Perhaps all red turns to white and back before we notice it’s not too late or it is, also. You care with the swan-neck curve in the sodium yellow of it all, maybe? The parade’s just the litter of firecrackers, leftover egg-drop soup containers, and the pigeons snack on rice and discarded chow mein. The so-long is gone from the ago. Parallel parkers be damned. The onions are shredded and my paperbacks are all falling to the carpet. We have indecency to have while the bathtub grows more scum rings. Walk or walk. Our names on the slips from fortune cookies. It’ll be a jab at sweeps of the gutter, seeds and stuff, crumbled postcards, the ripped pouch that once held your hairclips and safety pins. An acrobat in the coffee pot. A honk’s shatter. A xylophone for your dreams? It bests the best I never got to have. Made into a distant thought. Chinatown’s not for hikers or parachuting bellboys. We know the hanging lamps, the bored fish in the window, and we read backwards through the dying neon signs and the clothes dangling like bait from the fire escapes, and we use chopsticks like swashbuckling barbers might, or midshipmen on shore leave. There are more sinister things to be. The swish of pedestrians pulled past the intersection through passed-over tchotchkes and artificial sentiment, and never our names on those miniature plastic license plates. There are huger deals, sure. But if one alit upon a razor’s edge would there be less demand? Made beds and always unmade minds. Up is the spiral lift of a softer place to lie.

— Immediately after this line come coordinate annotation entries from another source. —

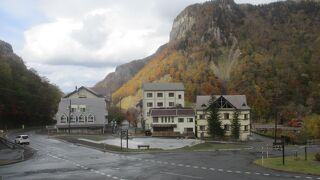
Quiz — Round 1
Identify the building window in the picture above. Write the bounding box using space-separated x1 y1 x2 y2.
223 113 229 119
70 114 76 123
88 114 94 122
71 107 77 112
224 124 230 131
79 114 85 123
60 115 68 123
80 106 86 112
169 102 174 107
199 126 206 131
244 125 249 131
153 117 159 123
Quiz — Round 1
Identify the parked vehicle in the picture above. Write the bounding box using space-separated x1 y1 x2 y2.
14 135 30 144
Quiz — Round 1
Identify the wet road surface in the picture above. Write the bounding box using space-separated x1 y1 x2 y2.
0 132 320 180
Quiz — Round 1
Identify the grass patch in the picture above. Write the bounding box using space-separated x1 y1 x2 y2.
179 142 247 151
55 134 108 141
254 154 320 175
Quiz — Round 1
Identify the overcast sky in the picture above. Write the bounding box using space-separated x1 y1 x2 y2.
0 0 276 92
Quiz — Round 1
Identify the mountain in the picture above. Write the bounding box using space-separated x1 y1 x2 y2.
92 44 166 96
0 40 61 129
105 0 320 121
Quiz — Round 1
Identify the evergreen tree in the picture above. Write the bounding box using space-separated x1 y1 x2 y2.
231 109 240 139
206 96 225 138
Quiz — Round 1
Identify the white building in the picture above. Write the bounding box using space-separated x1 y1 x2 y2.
150 108 195 136
142 83 184 131
196 95 250 140
56 86 108 133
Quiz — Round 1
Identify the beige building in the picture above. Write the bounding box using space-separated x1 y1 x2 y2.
196 95 250 140
150 108 195 136
55 86 108 133
142 83 184 131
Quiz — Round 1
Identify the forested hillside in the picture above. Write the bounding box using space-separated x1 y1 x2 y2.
0 40 61 129
113 0 320 121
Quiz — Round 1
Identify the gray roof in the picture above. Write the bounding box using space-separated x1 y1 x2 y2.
142 83 184 91
150 108 195 116
56 98 108 124
64 86 104 98
196 95 250 110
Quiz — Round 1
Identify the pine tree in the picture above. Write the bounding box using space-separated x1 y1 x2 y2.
231 109 240 139
206 96 225 138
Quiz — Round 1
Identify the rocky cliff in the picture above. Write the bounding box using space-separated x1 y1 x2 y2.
101 0 320 119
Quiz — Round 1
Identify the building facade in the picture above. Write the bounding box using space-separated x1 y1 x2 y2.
56 86 108 133
196 95 251 141
142 83 184 131
150 107 195 136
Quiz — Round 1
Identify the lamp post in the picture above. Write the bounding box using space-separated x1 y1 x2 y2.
68 99 71 134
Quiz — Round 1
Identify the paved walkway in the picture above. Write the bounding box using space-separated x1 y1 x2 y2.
79 137 202 150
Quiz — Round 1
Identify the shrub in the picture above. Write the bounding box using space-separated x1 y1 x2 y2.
314 152 320 161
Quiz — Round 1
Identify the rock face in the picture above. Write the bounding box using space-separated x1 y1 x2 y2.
92 44 166 96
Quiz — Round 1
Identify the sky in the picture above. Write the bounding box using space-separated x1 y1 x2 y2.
0 0 276 92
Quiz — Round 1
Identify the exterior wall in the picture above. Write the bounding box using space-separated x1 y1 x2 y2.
142 91 184 129
150 116 195 134
196 109 250 141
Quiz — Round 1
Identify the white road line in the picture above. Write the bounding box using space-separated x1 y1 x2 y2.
160 171 203 179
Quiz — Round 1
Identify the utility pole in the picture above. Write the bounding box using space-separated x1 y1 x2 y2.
68 99 71 134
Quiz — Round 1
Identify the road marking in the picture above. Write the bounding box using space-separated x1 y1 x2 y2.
160 171 203 179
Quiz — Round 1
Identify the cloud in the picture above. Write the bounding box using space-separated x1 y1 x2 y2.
6 0 282 92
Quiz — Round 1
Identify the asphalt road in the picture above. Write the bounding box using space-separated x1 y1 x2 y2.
0 132 320 180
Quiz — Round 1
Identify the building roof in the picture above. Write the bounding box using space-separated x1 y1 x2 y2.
150 108 195 116
63 86 104 98
142 83 184 91
196 95 250 110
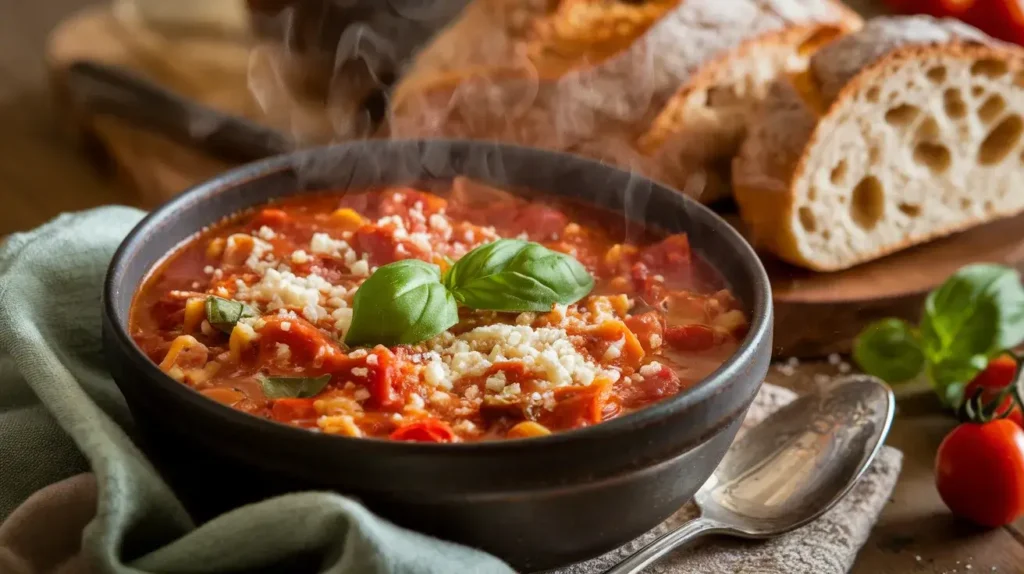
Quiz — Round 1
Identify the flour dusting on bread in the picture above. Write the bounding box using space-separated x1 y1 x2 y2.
733 16 1024 270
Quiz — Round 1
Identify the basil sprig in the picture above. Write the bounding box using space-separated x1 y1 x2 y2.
345 239 594 345
257 374 331 399
345 259 459 346
206 296 259 333
444 239 594 311
853 264 1024 407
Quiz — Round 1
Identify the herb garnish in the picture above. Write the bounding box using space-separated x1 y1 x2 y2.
206 296 259 333
853 264 1024 407
345 239 594 346
257 374 331 399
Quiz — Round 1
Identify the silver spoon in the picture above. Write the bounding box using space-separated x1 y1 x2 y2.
605 376 895 574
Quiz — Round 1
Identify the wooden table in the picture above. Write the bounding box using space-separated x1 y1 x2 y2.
6 0 1024 574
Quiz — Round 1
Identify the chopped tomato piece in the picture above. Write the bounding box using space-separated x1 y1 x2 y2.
665 324 715 351
512 204 569 240
380 188 447 218
640 233 693 283
270 399 317 423
617 365 683 408
541 381 612 429
252 208 289 229
352 224 404 265
367 345 403 410
590 320 645 365
389 418 455 442
626 311 665 353
259 315 352 372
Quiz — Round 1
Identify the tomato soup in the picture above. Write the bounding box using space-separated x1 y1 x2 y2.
130 179 748 442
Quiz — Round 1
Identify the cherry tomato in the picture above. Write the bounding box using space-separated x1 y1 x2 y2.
935 418 1024 527
390 418 455 442
964 355 1024 429
962 0 1024 44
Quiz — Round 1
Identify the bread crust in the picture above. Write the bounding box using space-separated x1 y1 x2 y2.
733 21 1024 271
390 0 860 196
637 21 861 203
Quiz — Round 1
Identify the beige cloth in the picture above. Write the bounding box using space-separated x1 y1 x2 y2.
551 385 903 574
0 385 902 574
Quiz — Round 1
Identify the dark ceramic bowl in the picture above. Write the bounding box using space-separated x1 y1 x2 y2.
103 140 772 571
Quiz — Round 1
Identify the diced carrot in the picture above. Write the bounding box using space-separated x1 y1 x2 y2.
200 387 246 406
252 208 290 229
665 324 715 351
541 379 612 429
590 320 645 364
270 399 317 423
367 345 403 410
626 311 665 352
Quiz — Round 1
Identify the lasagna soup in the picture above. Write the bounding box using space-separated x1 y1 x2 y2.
130 179 748 442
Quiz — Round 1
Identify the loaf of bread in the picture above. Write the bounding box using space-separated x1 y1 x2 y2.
389 0 860 195
637 22 860 203
732 16 1024 271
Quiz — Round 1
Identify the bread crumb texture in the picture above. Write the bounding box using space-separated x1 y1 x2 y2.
733 16 1024 270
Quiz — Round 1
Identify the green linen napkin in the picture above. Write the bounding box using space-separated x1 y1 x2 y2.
0 207 513 574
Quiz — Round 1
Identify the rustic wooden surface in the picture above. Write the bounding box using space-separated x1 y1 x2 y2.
0 0 1024 574
47 9 1024 357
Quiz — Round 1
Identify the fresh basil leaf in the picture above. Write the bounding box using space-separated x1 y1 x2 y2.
853 319 925 383
928 355 988 407
345 259 459 346
444 239 594 311
921 264 1024 364
257 374 331 399
206 296 259 333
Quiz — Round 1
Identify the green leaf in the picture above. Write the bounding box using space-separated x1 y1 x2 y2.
257 374 331 399
928 355 988 407
444 239 594 311
853 319 925 383
921 264 1024 406
206 296 259 334
345 259 459 346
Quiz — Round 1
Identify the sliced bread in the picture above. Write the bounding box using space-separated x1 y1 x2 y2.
637 22 861 203
732 16 1024 271
389 0 859 183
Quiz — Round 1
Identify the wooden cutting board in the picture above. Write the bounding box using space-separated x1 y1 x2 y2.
47 4 1024 357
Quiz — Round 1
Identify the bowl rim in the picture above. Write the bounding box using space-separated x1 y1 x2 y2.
100 139 773 456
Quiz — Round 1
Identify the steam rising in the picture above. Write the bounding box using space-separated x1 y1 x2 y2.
249 0 703 210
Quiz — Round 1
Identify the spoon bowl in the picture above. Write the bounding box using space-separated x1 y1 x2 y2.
605 376 896 574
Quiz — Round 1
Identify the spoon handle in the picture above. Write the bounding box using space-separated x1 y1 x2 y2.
604 517 722 574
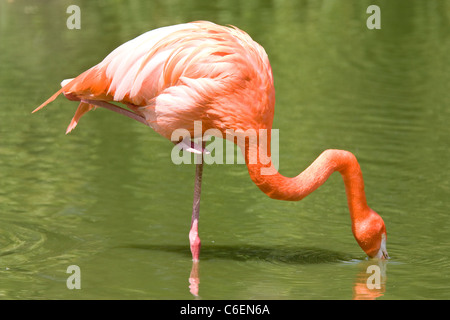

The elevator to the rooms has been out of service for as long as any codger can recall.

                A supposition: I’m in the clutches of the devil, but he doesn’t want me. Somehow he can’t just get himself to let go though. All my running around just doesn’t do him any bad. Frustrated to all hell, as only He can be, He ruins what’s left of my scurrying around with dead-ends and bad luck. It doesn’t work. I just keep ruining right on along. Praise the lord. I’m whole again.

                So, blisters notwithstanding, these hills get wrecked. The murky ruin that substantiates any claim on doing better than this is bottled and sold to the lowest scum any bottom-feeder could find. And yes, right now that’s me. All the girls who won’t call back. The ones who think they’re above it all. Well, the rain will make you just the same. Sitting here feeling bad with my sunglasses on, wishing I were anywhere but home, with only a broken suitcase and an old pair of shoes to my name.

                What I’m saying is, “Just leave me alone, kid. I’m in a bad mood.” But what I really want is someone to come around and make me feel better about being me.

                Sentiments. I’ve got ‘em. Sure. Hot Toddies be damned. I’m running low on life’s joys. And when it comes to religion, well, it’s like the old Groucho Marx joke: I’d never want to be a member of a church that would have me for a member. That being said, from an early age I’ve always felt that I might be Southern Baptist trapped inside the spirit of a Buddhist— or maybe just an American Anglican flecked with a dash of Marxism and a dollop of agnostic leanings.

Maybe there aren’t any dots left to connect?

The way birds won’t fly. Sops on the street getting tired and getting nowhere. Sirens echo and the gravel relates. Time to stop horseshoeing around so much. Got a worse job than the last. If your sobs are filled with joy, then. If I’m up to nothing. Don’t shoot. I’m only here asking after applications. Typing with my eyebrows. Tantrums of lift that are never lucky. Don’t take root. The way birds fall in love. It is in the arc light of buried eyes. Got a better out-of-work slogan. Just a guy with some time. Into the architecture of concrete I dive. So little. So. 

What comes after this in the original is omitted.